Today was busy, I’ll admit it. But lately there’s been some . . . well, let’s just say “hmm” or “ah ha” moments in between all the chaos — which definitely puts life into perspective.
Today was field day for the girls. Hustle and bustle to get them out the door with both Amber and Ryan close behind. After dropping Ryan at my parent’s house and the girls off at field day it was time to go to OT. OT was great with Michelle, Maura, and McKenzie, a student from Quinnipiac. Michelle noticed that Amber’s left hand and wrist have loosened up since the last week which is great. Michelle and Maura showed me some more exercises to do with Amber to keep up with the stretching of her arm, elbow and shoulder, along with making sure that Amber gets her core muscles tight as well as her back straighter.
After OT was done Amber really wanted to go to field day to watch. So we hurry back towards home to try to make it in time, which was really close considering field day ended at 12:30 PM. We made it just in time to spend about 40 minutes having lunch with her class. Amber was in her glory!!
Then it was time for me to whisk the girls away from field day and drop them off to their grandparents’ house where Ryan was so that I could bring Amber to radiation. Radiations have been a little extra special because yesterday Amber’s Memere got to come with us and now today, her Pepere came with us. After radiation I had to run to Stop & Shop (thank you Pep for staying with Amber) to pick up some groceries as well as bouquets for the big dance recital that’s happening on Sunday.
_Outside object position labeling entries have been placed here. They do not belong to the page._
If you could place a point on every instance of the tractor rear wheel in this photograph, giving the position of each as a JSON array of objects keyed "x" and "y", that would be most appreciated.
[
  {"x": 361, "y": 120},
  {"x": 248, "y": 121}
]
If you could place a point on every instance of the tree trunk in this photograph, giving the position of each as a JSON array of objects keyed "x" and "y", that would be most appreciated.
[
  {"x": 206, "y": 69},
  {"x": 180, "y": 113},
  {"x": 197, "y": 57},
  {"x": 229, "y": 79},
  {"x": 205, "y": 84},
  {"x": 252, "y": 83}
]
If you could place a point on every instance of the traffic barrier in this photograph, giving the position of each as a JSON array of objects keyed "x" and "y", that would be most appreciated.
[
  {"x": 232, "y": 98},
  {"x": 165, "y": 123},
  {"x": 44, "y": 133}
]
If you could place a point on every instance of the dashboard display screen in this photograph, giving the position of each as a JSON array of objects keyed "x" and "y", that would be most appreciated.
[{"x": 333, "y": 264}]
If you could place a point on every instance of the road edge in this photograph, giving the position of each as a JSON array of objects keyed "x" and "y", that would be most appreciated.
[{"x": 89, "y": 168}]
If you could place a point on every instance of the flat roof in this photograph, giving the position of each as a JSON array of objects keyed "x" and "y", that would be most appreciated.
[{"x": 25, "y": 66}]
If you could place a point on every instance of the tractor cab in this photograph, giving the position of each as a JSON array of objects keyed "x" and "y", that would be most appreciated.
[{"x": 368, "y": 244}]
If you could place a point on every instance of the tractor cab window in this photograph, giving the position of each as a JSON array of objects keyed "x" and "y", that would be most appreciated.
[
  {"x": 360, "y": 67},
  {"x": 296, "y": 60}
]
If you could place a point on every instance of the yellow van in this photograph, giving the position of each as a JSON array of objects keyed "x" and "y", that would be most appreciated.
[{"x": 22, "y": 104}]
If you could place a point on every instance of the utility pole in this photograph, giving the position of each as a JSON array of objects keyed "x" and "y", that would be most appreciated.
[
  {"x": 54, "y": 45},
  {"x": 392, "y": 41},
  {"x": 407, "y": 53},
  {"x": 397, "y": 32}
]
After picking the rest of the kiddos up from my parent’s, and putting half of them down for naps, it was time to unload stuff from field day, groceries, and flowers. Later, while I was making cupcakes for this upcoming weekend, my mind kept pondering over something Amber said earlier in the day. Amber’s been coming up with “wishes” for the Make A Wish Foundation, where she has a special Wish Box to put them in. She says to me “Hey Mama, I have another wish for the wish box.” “Oh great Amber, what is it?” and she says “I wish for Cousin Jenn not to have Cystic Fibrosis anymore.” I stop what I’m doing and look at Amber. I’m dumbfounded. How can this six and a half year old have this level of maturity and selflessness to ask for, to even think of something like this? Her wish. My heart swells. My heart breaks. So special and so awe-inspiring. Makes me wonder how I can be less selfish, and further, on a grander scale, how the world can be less selfish; to think of others instead of just ourselves. There’s a lot to take from this very simple and very sweet request of a child’s personal wish. Perhaps we all could learn a thing or two from Amber.